Chapter 5 Local Surrogate (LIME)
Local Interpretable Model-agnostic Explanations (LIME) [7] is a model-agnostic method to explain the predictions of black-box models. It is based on the idea that a model’s predictions can be explained by a local linear approximation of the model around the instance of interest. The local linear approximation is obtained by fitting a linear model to datapoints around an instance of interest. The subset is chosen by sampling instances from the training data according to a kernel density estimate of the training data around the instance of interest. The local linear approximation is then used to explain the predictions of the model.
Here is the basic process of LIME. Assuming that we need to explain why a complex black-box model (original model) makes a prediction for an instance which we are interested in. Evading from probing into the internal structure of the model, LIME instead uses a local linear approximation of the model to explain the prediction.
LIME is given three pieces of information: an instance of interest \(x_i\), a prediction \(y_i\) from the black-box model on \(x_i\), and a training dataset\(X\). We need a new dataset to train LIME, which is sampled from \(X\), and is then weighted by the proximity of the sampled instances to \(x_i\). The black-box model is then predict the labels for the new dataset, which are the “ground-truth” labels for the “simple” interpretable model, which in turn, is chosen from the Chapter of intrinsic interpretable models. LIME tries to fit the “simple” model to the new “ground-truth” labels
Mathematically, LIME is formulated as follows: \[\text{explanation}(x)=\arg\min_{g\in{}G}L(f,g,\pi_x)+\Omega(g)\] , where \(x\) is the instance of interest and \(f\) is the black-box model. \(g\) is the “simple” interpretable model chosen from the potential explanation family \(G\) (e.g. linear model, decision tree, etc.). \(\pi_x\) determines how we perturb \(x\).

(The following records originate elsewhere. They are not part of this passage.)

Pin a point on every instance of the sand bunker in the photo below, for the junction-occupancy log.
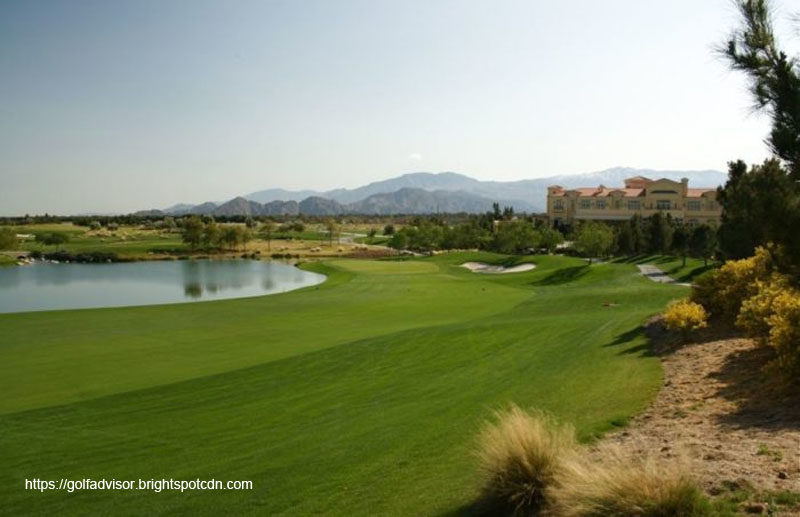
(480, 267)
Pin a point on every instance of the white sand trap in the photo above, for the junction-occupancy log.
(480, 267)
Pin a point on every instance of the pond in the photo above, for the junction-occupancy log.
(46, 286)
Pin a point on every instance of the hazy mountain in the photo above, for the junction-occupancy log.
(526, 194)
(316, 205)
(280, 208)
(239, 206)
(419, 201)
(422, 192)
(279, 194)
(203, 208)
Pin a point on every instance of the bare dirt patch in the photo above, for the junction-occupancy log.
(720, 408)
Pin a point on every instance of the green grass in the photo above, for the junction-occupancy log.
(126, 242)
(671, 265)
(359, 396)
(380, 240)
(305, 235)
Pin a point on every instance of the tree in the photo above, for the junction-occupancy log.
(52, 239)
(230, 235)
(550, 238)
(758, 206)
(212, 234)
(638, 234)
(332, 229)
(773, 201)
(680, 241)
(8, 239)
(625, 241)
(774, 78)
(594, 239)
(267, 229)
(245, 236)
(192, 232)
(169, 223)
(496, 213)
(703, 242)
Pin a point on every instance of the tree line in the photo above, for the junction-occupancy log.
(205, 233)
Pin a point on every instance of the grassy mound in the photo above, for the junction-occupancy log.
(358, 396)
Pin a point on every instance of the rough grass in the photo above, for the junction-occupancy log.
(621, 483)
(521, 454)
(360, 396)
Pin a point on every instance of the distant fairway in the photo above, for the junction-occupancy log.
(360, 396)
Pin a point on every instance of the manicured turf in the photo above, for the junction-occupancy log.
(360, 396)
(672, 266)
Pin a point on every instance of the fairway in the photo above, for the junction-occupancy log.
(359, 396)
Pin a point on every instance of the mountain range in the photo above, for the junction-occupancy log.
(423, 192)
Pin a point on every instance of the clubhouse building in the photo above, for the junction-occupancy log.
(640, 195)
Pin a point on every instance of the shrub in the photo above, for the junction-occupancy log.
(755, 312)
(685, 316)
(722, 291)
(8, 239)
(784, 332)
(621, 485)
(521, 454)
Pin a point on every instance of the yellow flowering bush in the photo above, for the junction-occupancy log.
(755, 312)
(685, 316)
(784, 331)
(723, 290)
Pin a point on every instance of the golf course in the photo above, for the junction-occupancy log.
(362, 395)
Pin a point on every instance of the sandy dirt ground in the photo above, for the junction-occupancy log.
(719, 407)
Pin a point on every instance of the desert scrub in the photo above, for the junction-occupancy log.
(521, 454)
(772, 316)
(755, 312)
(685, 316)
(722, 291)
(784, 332)
(618, 484)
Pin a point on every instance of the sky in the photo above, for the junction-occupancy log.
(121, 105)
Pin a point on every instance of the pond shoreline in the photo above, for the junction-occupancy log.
(55, 285)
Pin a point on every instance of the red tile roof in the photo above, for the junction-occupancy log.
(697, 192)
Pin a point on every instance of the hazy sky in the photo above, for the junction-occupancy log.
(115, 105)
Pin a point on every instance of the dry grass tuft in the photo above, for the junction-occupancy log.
(623, 485)
(521, 454)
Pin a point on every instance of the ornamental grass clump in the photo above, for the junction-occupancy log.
(616, 484)
(520, 455)
(685, 316)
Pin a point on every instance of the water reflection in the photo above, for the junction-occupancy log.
(62, 286)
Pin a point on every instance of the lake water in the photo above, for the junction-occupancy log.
(45, 286)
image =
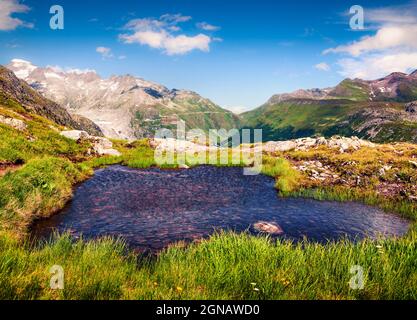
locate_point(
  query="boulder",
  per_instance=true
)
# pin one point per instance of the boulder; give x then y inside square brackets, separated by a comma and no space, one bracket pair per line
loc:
[14,123]
[103,146]
[75,134]
[411,107]
[279,146]
[268,227]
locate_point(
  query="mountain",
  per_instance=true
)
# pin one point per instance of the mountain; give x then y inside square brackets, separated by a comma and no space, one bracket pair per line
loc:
[124,106]
[374,110]
[16,92]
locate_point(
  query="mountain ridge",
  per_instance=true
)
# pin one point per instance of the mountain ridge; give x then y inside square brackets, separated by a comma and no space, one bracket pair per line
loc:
[14,90]
[125,106]
[371,109]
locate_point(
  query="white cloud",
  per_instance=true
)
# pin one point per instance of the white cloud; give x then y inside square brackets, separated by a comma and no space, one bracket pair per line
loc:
[323,66]
[385,38]
[207,27]
[378,65]
[7,9]
[161,34]
[174,18]
[105,52]
[393,47]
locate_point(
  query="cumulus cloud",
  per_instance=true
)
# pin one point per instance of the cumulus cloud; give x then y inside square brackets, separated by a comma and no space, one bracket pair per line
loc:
[386,38]
[323,66]
[207,27]
[105,52]
[378,65]
[161,34]
[7,9]
[392,48]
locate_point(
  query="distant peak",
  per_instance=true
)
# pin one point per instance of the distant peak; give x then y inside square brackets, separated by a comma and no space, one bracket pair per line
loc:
[21,62]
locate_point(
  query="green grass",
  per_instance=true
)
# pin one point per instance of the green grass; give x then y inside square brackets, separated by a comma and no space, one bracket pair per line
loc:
[227,266]
[40,188]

It is the sampling distribution over the close points around \(x\), determined by the kernel density estimate of the training data. \(L\) is the loss function (e.g., mean squared error), to goal of which is to make the “simple” model to mimic the prediction of the black-box model. \(\Omega\) is the regularization term that restricts the complexity of the “simple” model.
The process of LIME is:
- Choose an instance of interest that you desire an explanation for its prediction from the black-box model.
- Gain a perturbed dataset over the instance of interest and get the black-box model’s prediction on the perturb dataset.
- Weight the perturbed dataset by the proximity of the sampled instances to the instance of interest.
- Train a “simple” model on the weighted perturb dataset.
- Use the “simple” model to explain the prediction of the black-box model on the instance of interest.
It is worth noting that the “simple” model should be a good approximation of the black-box model locally rather than globally.
5.0.1 Examples
LIME can be applied to tabular data, text, images, and time series data. We focus on text data here. The black-box model here is a deep decision tree. We randomly pick up an instance of interest.
title | label |
---|---|
House Dem Aide: We Didn’t Even See Comey’s Letter Until Jason Chaffetz Tweeted It | 1 |
House | Dem | Aide | We | Didn’t | Even | Comey’s | prob | weight |
---|---|---|---|---|---|---|---|---|
1 | 0 | 1 | 1 | 0 | 0 | 1 | 0.17 | 0.57 |
0 | 1 | 1 | 1 | 1 | 0 | 1 | 0.17 | 0.71 |
1 | 0 | 0 | 1 | 1 | 1 | 1 | 0.99 | 0.71 |
1 | 0 | 1 | 1 | 1 | 1 | 1 | 0.99 | 0.86 |
0 | 1 | 1 | 1 | 0 | 0 | 1 | 0.17 | 0.57 |
Each column is a feature name, in this case, it is a word in the text. Each row is a perturbation that 1 represents the word is present in the text, and 0 represents the word is not present in the text. For instance, the first row represents “House Aide We Comey’s”. The “prob” column is the prediction of the black-box model on the perturbed text, and the “weight” column is the weight of the perturbed text. The weight is calculated by the kernel density estimate of the training data around the instance of interest.
Next, we train a linear model on the perturbed dataset. and use the regression model to explain the prediction of the black-box model on the instance of interest.case | label_prob | feature | feature_weight |
---|---|---|---|
1 | 0.170 | good | 0.000 |
1 | 0.170 | a | 0.000 |
1 | 0.170 | is | 0.000 |
2 | 0.994 | channel! | 6.181 |
2 | 0.994 | For | 0.000 |
2 | 0.994 | ;) | 0.000 |
The label_prob is the prediction of the white-box model on the perturbed text, and the feature_weight is the weight of the feature importance regarding label_prob. 0 indicates that the word does not affect the prediction of the white-box model.